The collection also reflects collaboration with around 100 artisans from 12 to 13 states in India. Throughout the process, each step - from sketches to finished garments - focused on craft and thoughtful design. Cushion encourages viewers to notice the details and the stories behind the materials, translating personal and cultural memory into wearable pieces.
As the show comes together, Destination Island will move beyond presenting seasonal resort wear. It will demonstrate how Sri Lanka’s tropical identity, design talent, and creative energy can position the island as the ultimate destination for culture, travel and fashion-driven tourism.
Naushad Ali, Between Shores
For Naushad, the starting point of this collection was the shared rhythm between Pondicherry and Sri Lanka, the light, the landscape, and the easy pace of coastal living. As he developed the range, those details naturally shaped the direction. The silhouettes became more open, the fabrics grew lighter, and the palette softened into tones that felt true to both places. The focus moved away from individual pieces and more toward creating an overall feeling of ease.

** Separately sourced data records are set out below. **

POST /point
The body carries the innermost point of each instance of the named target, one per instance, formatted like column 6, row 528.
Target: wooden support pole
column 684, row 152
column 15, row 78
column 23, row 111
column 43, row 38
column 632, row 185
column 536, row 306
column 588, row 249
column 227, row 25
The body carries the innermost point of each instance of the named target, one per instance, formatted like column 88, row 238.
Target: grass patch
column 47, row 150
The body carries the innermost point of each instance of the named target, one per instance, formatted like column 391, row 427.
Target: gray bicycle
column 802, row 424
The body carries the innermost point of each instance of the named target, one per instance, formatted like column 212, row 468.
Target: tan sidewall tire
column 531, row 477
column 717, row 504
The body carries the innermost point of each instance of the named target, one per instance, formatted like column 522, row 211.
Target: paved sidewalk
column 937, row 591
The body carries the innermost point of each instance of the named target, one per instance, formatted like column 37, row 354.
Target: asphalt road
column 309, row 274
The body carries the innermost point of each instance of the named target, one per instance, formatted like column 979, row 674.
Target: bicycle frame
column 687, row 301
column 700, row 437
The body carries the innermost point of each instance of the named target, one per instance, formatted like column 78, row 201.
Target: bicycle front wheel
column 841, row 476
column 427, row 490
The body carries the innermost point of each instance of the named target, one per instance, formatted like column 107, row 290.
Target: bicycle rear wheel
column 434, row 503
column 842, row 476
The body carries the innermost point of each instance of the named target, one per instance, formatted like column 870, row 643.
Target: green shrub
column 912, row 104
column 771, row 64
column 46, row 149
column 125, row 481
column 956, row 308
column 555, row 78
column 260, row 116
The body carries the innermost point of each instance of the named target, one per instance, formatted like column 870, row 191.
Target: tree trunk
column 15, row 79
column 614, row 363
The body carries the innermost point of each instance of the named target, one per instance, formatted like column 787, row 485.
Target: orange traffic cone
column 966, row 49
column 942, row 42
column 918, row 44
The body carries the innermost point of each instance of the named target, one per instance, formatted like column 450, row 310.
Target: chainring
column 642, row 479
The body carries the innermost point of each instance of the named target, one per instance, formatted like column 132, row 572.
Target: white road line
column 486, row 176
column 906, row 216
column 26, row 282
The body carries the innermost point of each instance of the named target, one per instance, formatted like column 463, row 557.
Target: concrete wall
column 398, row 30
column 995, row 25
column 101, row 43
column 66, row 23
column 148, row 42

Handwoven cotton from his artisan clusters guided much of the process. The fabric’s texture and irregular weave dictated how the garments formed, allowing him to respond to the material instead of pushing it in a fixed direction. Modular elements also emerged, pieces that can shift, wrap, or layer depending on how the wearer moves, echoing the adaptability of island life.


He hopes the runway feels calm and unhurried, with clothes that breathe and move naturally. The most meaningful part of creating the collection has been working closely with the weavers again after a difficult season of rain and delays. Watching the colours and fabrics return reminded him why the craft matters and gave the collection its quiet, grounded energy. Beyond the garments themselves, Naushad wanted the collection to convey a story, of patience, collaboration, and subtle beauty, inviting the wearer to slow down, connect with the craft, and find comfort in clothing that feels alive and responsive.